In Camera Inspection Of Former Police Officer's Personnel File
Is Required Under Hybrid Brady-Pitchess Motion
ABATTI v. SUPERIOR COURT OF IMPERIAL COUNTY, (2003) 112 Cal. App. 4th 39
The people filed an information charging David Abatti with assault with a deadly weapon on Danny
Saiz. Abatti filed a "Pitchess" motion under Evidence Code §1043, seeking the inspection and
disclosure of certain peace officer personnel records of former Calexico City Police Officer Jesse
Torres, who had been identified by the People as a person who would be called as a witness against
Abatti. The motion was made on grounds the personnel records of Torres contained evidence that
was relevant to the issue of whether Torres "misstated or fabricated facts or made material
misstatements in his report of the alleged contact with [Abatti]at the Imperial Valley Cycle Center.
... in December 2002."
The City responded in opposition arguing Torres had worked as a police officer until January 1,
1991, which made his last date of employment more than 12 years prior, and that none of Torres's
records were discoverable as they were not within the five-year limitation of Evidence Code section
1045, subdivision (b).
At the March 2003 hearing on the motion, defense counsel clarified that this was not the typical "Pitchess" request seeking police officer personnel records regarding a police officer's activities with
a defendant in a case. Counsel represented that his investigator had discovered Torres "may have had
some problems while he was a police officer ... ." Because such information could impeach Torres
at trial, counsel argued the information fell under Brady v. Maryland and was not barred by the five-year limitation. The Court denied the motion.

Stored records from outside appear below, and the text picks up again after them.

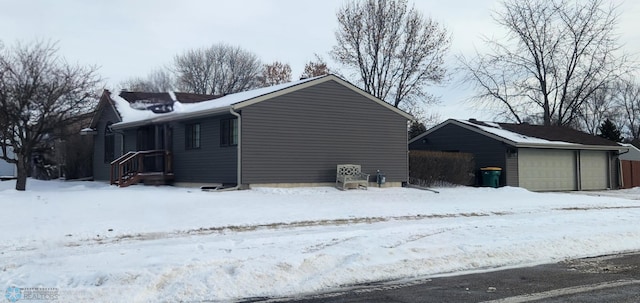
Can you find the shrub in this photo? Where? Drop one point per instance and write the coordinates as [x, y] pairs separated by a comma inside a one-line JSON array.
[[428, 168]]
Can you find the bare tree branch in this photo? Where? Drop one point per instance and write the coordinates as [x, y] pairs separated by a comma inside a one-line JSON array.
[[394, 49], [558, 55], [218, 70], [39, 94]]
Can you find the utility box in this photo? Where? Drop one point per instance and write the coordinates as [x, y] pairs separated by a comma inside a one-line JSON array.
[[380, 178], [491, 176]]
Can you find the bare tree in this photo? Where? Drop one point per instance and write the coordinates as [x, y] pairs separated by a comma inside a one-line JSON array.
[[218, 70], [394, 49], [599, 107], [627, 100], [159, 80], [556, 56], [39, 94], [315, 68], [275, 73]]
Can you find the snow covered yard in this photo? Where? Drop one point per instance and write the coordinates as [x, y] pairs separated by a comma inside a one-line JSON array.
[[95, 242]]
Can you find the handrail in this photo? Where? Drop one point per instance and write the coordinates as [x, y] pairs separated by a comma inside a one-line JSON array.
[[130, 165]]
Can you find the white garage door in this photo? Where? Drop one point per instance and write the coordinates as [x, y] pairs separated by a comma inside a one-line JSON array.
[[547, 169], [594, 168]]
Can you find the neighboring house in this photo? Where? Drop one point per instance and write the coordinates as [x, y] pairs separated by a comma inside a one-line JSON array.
[[630, 166], [538, 158], [8, 170], [289, 134]]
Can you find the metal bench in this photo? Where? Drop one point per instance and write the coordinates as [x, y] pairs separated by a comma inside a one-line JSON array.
[[351, 174]]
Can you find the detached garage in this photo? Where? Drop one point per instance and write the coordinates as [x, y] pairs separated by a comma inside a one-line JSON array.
[[538, 158]]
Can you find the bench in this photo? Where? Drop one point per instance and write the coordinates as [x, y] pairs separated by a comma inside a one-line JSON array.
[[351, 174]]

On April 1, 2003, Abatti filed another motion for pretrial discovery under "Pitchess," but tailored
it under Brady. He asked for an in camera review for exculpatory evidence contained in "counseling
memos" in Torres's personnel records with the Calexico PD which had been testified about at the
first "Pitchess" hearing. The trial court again denied Abatti's motion.
The California Court of Appeal, Fourth Appellate District, concluded that the trial court had abused
its discretion in failing to find materiality and good cause for the information sought under the hybrid "Brady/Pitchess" motion. The Court granted Abatti's petition, ordering the trial court to set aside
its order, and to conduct an in camera review of the counseling memos to ascertain whether they
contain information required to be disclosed under Brady.
The Appellate Court pointed out that the constitutional duty under Brady, requiring the disclosure
of exculpatory evidence to a criminal defendant, was independent from the statutory duty under
Evidence Code § 1054.1, subdivision (e), and applied even without a request from the accused. The
Court pointed out that the five-year statutory time limitation of Evidence Code § 1045 subdivision
(b)(1) was not an absolute bar to disclosure, quoting City of Los Angeles v. Superior Court, (2002)
29 Cal.4th 1. The court concluded that Abatti had established sufficient materiality under Brady, or
good cause under "Pitchess," for the information requested to trigger an in camera review, holding
the trial court failed to apply the proper standards when it refused to conduct such an inspection.
How does this affect your agency? As more "Brady" arguments are attaching
themselves to "Pitchess" requests it is necessary for those who serve as the
custodian of officer personnel records to coordinate with the agency legal advisor.
If disciplinary matters may become future "Brady" material, departments may want
to rethink their record destruction policy.